We will draw on the recent empirical literature in environmental economics to better understand:
i) what are the key challenges in tackling environmental issues, in particular climate change, from the perspective of both developed and developing countries
ii) what answers the recent environmental economics literature has provided on these issues
iii) how to conduct empirical research on these questions.
Students are expected to have read the compulsory academic papers before each lecture. We will start the lecture with an open discussion of the papers. Negative points will be given to students who evidently didn’t read the papers.

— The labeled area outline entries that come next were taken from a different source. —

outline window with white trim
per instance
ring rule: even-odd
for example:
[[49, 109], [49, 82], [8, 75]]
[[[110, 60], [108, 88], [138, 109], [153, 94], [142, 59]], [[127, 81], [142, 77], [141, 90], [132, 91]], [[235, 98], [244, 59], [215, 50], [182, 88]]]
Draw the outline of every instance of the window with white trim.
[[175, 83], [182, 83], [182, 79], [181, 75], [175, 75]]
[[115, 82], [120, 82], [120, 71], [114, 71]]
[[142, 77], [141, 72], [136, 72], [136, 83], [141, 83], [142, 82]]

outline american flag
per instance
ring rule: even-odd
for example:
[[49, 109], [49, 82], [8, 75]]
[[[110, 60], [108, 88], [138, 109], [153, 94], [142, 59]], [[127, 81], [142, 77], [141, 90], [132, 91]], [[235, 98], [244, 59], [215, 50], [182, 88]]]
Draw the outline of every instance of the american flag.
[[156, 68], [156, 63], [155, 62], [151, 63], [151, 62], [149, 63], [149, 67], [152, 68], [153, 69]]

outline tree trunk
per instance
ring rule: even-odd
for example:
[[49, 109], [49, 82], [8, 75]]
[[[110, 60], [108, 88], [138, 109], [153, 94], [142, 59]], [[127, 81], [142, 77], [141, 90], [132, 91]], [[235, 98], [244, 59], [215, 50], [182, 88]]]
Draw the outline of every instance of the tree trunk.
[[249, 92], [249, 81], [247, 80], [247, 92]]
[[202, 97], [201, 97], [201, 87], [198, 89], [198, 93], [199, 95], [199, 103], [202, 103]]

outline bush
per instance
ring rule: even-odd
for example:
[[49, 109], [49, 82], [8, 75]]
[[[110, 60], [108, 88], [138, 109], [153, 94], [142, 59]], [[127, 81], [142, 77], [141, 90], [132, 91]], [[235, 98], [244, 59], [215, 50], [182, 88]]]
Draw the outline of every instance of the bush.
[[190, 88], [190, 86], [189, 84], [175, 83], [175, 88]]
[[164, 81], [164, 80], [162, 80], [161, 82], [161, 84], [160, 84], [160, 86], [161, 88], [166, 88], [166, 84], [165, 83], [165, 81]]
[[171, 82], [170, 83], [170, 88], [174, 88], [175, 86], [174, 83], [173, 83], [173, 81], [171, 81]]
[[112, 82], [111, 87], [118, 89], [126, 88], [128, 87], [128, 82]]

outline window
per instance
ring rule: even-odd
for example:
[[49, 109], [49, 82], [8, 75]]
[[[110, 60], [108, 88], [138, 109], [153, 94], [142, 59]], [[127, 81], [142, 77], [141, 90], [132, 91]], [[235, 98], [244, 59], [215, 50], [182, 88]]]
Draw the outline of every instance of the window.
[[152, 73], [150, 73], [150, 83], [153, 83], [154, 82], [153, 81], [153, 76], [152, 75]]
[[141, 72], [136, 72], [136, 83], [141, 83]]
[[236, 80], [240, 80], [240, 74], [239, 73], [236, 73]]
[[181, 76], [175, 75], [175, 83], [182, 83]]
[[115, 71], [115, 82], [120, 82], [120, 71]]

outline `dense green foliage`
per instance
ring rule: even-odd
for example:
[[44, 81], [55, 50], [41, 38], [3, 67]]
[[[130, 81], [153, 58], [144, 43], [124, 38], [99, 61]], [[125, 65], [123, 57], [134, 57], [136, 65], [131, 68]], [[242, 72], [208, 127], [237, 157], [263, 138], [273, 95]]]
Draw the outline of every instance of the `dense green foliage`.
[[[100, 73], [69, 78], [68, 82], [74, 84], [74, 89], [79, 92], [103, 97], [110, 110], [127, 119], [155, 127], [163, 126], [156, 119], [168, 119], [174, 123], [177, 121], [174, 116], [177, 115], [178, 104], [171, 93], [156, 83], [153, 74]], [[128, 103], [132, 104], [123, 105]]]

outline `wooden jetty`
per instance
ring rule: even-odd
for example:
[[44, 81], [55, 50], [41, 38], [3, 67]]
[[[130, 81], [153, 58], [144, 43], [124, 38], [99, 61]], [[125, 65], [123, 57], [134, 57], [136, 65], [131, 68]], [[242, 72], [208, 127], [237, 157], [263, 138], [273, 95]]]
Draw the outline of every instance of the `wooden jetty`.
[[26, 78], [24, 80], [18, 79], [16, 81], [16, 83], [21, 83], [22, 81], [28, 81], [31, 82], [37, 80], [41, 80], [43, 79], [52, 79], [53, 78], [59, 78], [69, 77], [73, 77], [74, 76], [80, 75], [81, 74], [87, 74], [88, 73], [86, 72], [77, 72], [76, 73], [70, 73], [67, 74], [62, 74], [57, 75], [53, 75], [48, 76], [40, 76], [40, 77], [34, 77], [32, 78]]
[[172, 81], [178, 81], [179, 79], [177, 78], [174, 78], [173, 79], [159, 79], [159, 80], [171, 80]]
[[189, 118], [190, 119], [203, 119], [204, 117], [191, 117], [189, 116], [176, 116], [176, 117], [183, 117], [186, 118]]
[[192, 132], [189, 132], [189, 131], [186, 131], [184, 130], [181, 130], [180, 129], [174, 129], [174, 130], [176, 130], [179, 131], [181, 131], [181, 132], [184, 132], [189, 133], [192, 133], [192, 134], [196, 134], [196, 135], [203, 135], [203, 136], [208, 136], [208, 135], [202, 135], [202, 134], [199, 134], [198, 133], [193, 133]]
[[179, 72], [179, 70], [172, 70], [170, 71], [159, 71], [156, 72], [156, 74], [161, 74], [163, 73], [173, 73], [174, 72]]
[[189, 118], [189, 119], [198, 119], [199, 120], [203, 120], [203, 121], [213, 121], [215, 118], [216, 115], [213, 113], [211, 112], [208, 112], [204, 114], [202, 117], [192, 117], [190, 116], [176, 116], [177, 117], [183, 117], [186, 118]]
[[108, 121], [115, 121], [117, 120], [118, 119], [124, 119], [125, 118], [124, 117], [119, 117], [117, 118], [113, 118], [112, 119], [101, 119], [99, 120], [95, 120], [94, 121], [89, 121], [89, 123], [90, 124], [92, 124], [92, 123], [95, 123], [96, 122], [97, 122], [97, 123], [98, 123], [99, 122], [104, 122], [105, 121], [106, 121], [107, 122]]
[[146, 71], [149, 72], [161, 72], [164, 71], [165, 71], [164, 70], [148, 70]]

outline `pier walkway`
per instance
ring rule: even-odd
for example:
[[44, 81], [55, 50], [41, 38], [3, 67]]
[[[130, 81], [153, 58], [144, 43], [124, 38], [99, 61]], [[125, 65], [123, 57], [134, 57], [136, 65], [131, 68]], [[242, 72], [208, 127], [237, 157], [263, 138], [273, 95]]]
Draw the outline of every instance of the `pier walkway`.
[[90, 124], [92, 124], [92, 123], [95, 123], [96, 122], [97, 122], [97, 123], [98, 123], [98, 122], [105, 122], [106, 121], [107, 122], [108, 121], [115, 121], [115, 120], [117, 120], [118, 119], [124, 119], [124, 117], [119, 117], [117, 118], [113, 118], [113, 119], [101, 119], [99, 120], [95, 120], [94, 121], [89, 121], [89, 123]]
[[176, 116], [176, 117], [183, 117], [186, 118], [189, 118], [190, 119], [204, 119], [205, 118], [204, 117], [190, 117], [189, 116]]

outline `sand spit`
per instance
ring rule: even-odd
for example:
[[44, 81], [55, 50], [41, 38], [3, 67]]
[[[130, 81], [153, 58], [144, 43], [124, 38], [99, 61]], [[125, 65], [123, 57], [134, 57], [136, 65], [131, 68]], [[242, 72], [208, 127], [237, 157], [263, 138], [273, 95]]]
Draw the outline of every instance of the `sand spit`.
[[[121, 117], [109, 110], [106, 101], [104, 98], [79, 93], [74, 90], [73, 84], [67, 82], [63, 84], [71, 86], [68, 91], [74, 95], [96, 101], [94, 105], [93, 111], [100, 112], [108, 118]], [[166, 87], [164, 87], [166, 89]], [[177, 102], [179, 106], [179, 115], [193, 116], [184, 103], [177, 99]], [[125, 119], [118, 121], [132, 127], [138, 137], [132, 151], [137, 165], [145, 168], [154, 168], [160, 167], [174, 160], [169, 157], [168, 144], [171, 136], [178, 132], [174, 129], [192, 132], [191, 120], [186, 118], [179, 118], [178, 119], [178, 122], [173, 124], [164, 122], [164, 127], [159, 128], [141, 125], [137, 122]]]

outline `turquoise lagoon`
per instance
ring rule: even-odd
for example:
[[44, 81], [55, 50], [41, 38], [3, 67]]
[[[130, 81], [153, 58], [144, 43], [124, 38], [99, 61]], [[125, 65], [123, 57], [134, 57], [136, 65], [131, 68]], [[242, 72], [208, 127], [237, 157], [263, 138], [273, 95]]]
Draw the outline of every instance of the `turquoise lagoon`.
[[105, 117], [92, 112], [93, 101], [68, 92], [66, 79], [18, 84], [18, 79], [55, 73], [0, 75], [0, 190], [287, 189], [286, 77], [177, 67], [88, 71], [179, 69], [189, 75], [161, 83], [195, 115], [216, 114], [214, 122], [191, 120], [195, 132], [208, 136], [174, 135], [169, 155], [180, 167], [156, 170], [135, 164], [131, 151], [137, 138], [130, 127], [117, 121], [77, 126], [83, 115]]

The examination will be based on a group assignment (groups of 2 or 3 students) in which the students will use statistical software to analyze data and answer a research question, based on a list of proposed topics and published papers. The assignment will take the form of a short research paper including a literature review and a data analysis, along with the code used to analyze the data.
The final grade will be made of the grade at the group assignment, plus any negative points from not reading the mandatory papers.
The course combines theory and empirics and has a strong applied focus. In particular, it is assumed that students will have followed a course in micro-econometrics and policy
evaluation methods such as the Microeconometric Evaluation of Public Policies course given by Bruno Crépon. Having followed the Introduction to Environmental Economics course given by François Bareille in 2A will help, but is not a pre-requisite.
Intended Learning Outcomes
Upon successful completion of the course, students will:
- have knowledge and understanding of the major debates of environmental economics (including those related to the design of environmental and climate regulation, the valuation of environmental externalities, the interplay between inequalities and the environment and the roles of social norms, behavioral failures and political economy factors in accelerating or slowing down the implementation of environmental policies)
- understand how to use key empirical tools from econometrics and data analytics to critically assess the effectiveness of environmental policies in different settings
- be able to think critically about the available evidence on different policy interventions and use it to formulate nuanced policy recommendations
Format and Structure
The course will consist of 6 three-hour lectures. The course reading list consists entirely of academic papers and is extensive. It includes two compulsory academic papers per lecture, as well as a list of other readings, which lectures may refer to but which won't go into in detail. Students are strongly encouraged to read at least the abstracts of all these other papers.
The course will cover five topics:
1) Climate change and climate policy (2 lectures): in the first lecture we will examine how micro econometrics tools can be used to estimate the causal impact of climate policies and the magnitude of climate damages, while accounting for adaptation. In the second lecture, we will discuss how to empirically examine different fairness issues related to climate change, and how to account for trade and leakage in the design of climate policies.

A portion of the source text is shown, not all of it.